代码结构如下:首先定义在构建自动编码器的不同步骤中需要的所有实用函数,然后相应地调用每个函数。
第 1 步:导入所需的库
import numpy as np
import matplotlib.pyplot as plt
from random import randint
from keras import backend as K
from keras.layers import Input, Dense, Conv2D, MaxPooling2D, UpSampling2D
from keras.models import Model
from keras.datasets import mnist
from keras.callbacks import TensorBoard
第 2 步:定义一个实用函数来加载数据
def load_data():
# defining the input image size
input_image = Input(shape =(28, 28, 1))
# Loading the data and dividing the data into training and testing sets
(X_train, _), (X_test, _) = mnist.load_data()
# Cleaning and reshaping the data as required by the model
X_train = X_train.astype('float32') / 255.
X_train = np.reshape(X_train, (len(X_train), 28, 28, 1))
X_test = X_test.astype('float32') / 255.
X_test = np.reshape(X_test, (len(X_test), 28, 28, 1))
return X_train, X_test, input_image
注意:在加载数据时,注意加载训练标签的空间是空的,因为压缩过程不涉及输出标签
第 3 步:定义一个实用函数来构建自动编码器神经网络
def build_network(input_image):
# Building the encoder of the Auto-encoder
x = Conv2D(16, (3, 3), activation ='relu', padding ='same')(input_image)
x = MaxPooling2D((2, 2), padding ='same')(x)
x = Conv2D(8, (3, 3), activation ='relu', padding ='same')(x)
x = MaxPooling2D((2, 2), padding ='same')(x)
x = Conv2D(8, (3, 3), activation ='relu', padding ='same')(x)
encoded_layer = MaxPooling2D((2, 2), padding ='same')(x)
# Building the decoder of the Auto-encoder
x = Conv2D(8, (3, 3), activation ='relu', padding ='same')(encoded_layer)
x = UpSampling2D((2, 2))(x)
x = Conv2D(8, (3, 3), activation ='relu', padding ='same')(x)
x = UpSampling2D((2, 2))(x)
x = Conv2D(16, (3, 3), activation ='relu')(x)

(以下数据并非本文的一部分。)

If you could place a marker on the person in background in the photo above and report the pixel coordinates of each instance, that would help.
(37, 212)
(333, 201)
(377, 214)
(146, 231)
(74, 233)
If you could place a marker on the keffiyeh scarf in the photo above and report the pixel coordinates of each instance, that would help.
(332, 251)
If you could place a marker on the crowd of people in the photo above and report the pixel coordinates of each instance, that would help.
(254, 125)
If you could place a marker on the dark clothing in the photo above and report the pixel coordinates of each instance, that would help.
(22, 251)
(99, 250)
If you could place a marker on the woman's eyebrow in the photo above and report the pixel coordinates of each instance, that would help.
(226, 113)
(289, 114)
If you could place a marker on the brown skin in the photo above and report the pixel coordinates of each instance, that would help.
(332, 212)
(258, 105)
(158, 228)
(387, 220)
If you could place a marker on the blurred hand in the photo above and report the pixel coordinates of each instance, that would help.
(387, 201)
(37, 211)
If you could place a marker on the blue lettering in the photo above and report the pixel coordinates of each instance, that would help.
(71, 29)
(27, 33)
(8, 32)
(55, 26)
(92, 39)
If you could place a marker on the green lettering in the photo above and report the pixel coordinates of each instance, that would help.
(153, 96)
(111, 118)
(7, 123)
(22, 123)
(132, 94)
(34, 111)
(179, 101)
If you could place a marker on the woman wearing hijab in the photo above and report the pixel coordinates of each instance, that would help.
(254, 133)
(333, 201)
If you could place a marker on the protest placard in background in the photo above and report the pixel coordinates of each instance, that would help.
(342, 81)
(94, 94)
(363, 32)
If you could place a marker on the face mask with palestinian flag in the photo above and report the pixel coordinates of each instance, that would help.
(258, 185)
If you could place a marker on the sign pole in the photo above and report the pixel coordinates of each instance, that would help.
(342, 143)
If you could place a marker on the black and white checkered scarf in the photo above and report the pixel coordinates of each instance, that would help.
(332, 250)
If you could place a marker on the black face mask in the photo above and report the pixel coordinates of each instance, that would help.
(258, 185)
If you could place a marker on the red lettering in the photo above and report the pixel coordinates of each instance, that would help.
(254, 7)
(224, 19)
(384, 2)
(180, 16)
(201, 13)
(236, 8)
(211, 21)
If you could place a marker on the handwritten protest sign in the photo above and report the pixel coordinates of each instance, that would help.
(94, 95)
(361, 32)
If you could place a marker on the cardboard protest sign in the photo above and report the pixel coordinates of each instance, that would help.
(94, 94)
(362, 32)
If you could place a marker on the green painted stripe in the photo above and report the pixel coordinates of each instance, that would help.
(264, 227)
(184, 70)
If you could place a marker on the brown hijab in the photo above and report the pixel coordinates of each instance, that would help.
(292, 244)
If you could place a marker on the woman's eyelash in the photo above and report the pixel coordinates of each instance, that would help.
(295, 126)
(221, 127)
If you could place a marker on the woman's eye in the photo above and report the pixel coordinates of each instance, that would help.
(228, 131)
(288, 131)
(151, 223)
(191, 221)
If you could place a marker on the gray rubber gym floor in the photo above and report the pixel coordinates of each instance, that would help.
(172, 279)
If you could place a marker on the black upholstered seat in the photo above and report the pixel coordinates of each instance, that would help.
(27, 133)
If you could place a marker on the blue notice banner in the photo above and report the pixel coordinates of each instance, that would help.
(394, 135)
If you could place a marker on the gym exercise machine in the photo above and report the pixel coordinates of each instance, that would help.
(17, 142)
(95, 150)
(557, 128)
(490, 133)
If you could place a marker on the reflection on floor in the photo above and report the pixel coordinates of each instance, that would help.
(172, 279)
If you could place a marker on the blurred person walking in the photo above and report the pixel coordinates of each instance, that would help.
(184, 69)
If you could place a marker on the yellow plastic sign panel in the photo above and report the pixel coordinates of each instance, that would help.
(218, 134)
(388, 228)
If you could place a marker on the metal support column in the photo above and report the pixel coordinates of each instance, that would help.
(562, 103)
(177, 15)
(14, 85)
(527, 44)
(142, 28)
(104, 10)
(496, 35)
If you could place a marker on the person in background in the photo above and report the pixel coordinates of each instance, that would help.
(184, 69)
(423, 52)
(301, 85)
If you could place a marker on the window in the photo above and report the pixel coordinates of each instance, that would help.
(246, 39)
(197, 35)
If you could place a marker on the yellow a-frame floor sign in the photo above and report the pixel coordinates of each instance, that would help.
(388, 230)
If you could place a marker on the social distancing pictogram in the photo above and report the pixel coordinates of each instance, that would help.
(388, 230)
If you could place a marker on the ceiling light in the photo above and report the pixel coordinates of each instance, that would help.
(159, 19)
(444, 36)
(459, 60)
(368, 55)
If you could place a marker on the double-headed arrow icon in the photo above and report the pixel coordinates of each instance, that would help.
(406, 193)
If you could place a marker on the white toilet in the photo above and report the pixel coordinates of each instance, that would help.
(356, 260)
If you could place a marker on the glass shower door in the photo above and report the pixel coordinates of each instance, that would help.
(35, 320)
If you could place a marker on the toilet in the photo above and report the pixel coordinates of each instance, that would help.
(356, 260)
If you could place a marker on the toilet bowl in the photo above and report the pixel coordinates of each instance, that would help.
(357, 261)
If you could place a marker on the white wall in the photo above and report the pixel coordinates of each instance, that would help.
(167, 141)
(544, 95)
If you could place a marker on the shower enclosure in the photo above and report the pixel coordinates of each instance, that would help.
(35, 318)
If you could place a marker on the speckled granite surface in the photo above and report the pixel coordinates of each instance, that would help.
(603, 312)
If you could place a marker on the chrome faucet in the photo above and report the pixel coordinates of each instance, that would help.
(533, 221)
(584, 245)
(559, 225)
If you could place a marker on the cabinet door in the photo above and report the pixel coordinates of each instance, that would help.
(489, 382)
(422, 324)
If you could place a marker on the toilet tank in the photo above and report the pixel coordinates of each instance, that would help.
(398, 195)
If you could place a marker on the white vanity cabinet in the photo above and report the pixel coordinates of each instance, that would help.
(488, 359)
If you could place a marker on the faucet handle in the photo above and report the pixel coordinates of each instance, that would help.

x = UpSampling2D((2, 2))(x)
decoded_layer = Conv2D(1, (3, 3), activation ='sigmoid', padding ='same')(x)
return decoded_layer
第 4 步:定义一个实用函数来构建和训练自动编码器网络
def build_auto_encoder_model(X_train, X_test, input_image, decoded_layer):
# Defining the parameters of the Auto-encoder
autoencoder = Model(input_image, decoded_layer)
autoencoder.compile(optimizer ='adadelta', loss ='binary_crossentropy')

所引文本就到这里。